Anyway, enough of that... time for some cute pics:



How precious! This is when he was still so happy about his first birthday...mesmerized by the candle and everyone singing to him...

This is after. My child is terrified by cupcakes now that his parents let him put the candle out with his fingers. I mean, seriously, could we not see this coming? We put a lighted candle within reach. Poor guy....
Please note the cute hat I made him for his birthday.. and for a few more braggin rights I made a banner too:

We had Nana, Grandpa Mark, Uncle Nick and Aunt Essie, Liesel, Andrew and Shannon and Genesis at the party. We made fun hats, played, opened presents, and had cake. It was a great time:


Friday, January 2, 2009

Umbrella Stroller

After Carson was born I took my sis-in-laws advice and purchased an umbrella stroller in addition to his travel system bigger one.
I got a great deal for $5 at Mervyns' and was very proud of myself.

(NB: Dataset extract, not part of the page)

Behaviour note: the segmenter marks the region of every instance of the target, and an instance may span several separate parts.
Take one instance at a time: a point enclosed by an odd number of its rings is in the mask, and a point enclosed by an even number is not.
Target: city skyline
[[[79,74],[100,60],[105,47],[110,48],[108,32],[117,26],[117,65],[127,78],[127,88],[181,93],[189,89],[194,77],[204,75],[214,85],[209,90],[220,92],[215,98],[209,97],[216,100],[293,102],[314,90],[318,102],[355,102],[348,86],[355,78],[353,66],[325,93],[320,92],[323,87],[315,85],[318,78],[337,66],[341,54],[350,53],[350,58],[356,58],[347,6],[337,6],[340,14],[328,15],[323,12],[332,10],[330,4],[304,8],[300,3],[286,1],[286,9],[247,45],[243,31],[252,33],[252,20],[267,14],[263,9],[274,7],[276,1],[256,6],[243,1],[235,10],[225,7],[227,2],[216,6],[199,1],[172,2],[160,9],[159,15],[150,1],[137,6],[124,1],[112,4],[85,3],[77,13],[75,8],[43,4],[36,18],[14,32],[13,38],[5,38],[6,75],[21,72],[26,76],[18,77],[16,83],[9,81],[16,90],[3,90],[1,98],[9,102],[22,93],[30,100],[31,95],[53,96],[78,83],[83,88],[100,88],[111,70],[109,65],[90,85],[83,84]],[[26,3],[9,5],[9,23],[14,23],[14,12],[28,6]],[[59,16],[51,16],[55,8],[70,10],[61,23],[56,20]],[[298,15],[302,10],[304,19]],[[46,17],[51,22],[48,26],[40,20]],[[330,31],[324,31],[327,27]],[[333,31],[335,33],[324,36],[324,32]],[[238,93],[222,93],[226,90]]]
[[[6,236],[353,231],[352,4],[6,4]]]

I would say I have gotten my money's worth (that sentence sounds wrong but I am too tired to know for sure). Anyway, I love how compact it is. Plus, Carson can see more and it is easy to bring anywhere.
I have found a problem however and have decided to look for a new umbrella stroller as I foresee at least another year or two of use.
First off, Daddy and Nana don't like to push it because the handles don't go high enough. Even me, at my whopping 5'5" tend to get a little sore. This is ok, because I often am very proud to push my adorable boy around and don't want to turn over the reigns to anyone. But, sometimes it might be nice.
The bigger issue? The wheels have no traction while in stores. When I bring it to the mall or into shops, it virtually stops. Sometimes with someone right on my heels, who gets irritated while tripping over me and my baby. The wheels do not go well with polished, waxed store flooring. Hello??!!! Was the umbrella stroller designer a man who wanted to discourage his wife from shopping? Not ok!
I do not want to spend too much on a new one as my bigger stroller is very nice...although not so compact.
So, any moms out there with suggestions would be greatly appreciated (or tall dads).

Thursday, January 1, 2009

Happy New Year



Well, I just wrapped up the best year of my life so far! But there is so much to look forward to!

My Top New Year's Resolutions:

Lose the rest of the baby weight. I mean really, there are no more excuses when he is about to turn one. But how predictable, huh? I'll bet 80% of resolutions involve losing weight.

Increase exercise--minimum two times a week to start. I am such an all or nothing person that I need to start small and work up. It is easier in the spring and summer for me because I love walking. But ever since it got cold I am SO out of shape.

Eat more veggies- I have tried for years to convince myself that I like veggies. But, if there is an option for just about anything else or a veggie, I usually opt for anything else. Unless of course it is an artichoke--hmmm!

Get organized! My stress would decrease dramatically if I was more organized. But, I take one step forward two steps back...constantly. So, I am going to take it week by week. I figure in the next 52 weeks I should at least be in a better place than I am now, right?

Well my New Years Resolutions are very common, boring and typical. And since I seem to make similar ones every year you start to wonder what the point is anyway. My husband thinks that New Years is a silly excuse to change things and you should always be progressing anyway. But he is someone who is good at sticking to goal. For me, I like the fresh start idea. Plus, it eased the guilt this last week as I pigged out and was a lazy bum! I kept saying...hey. I will start on the 1st.

Anyone got any creative resolutions?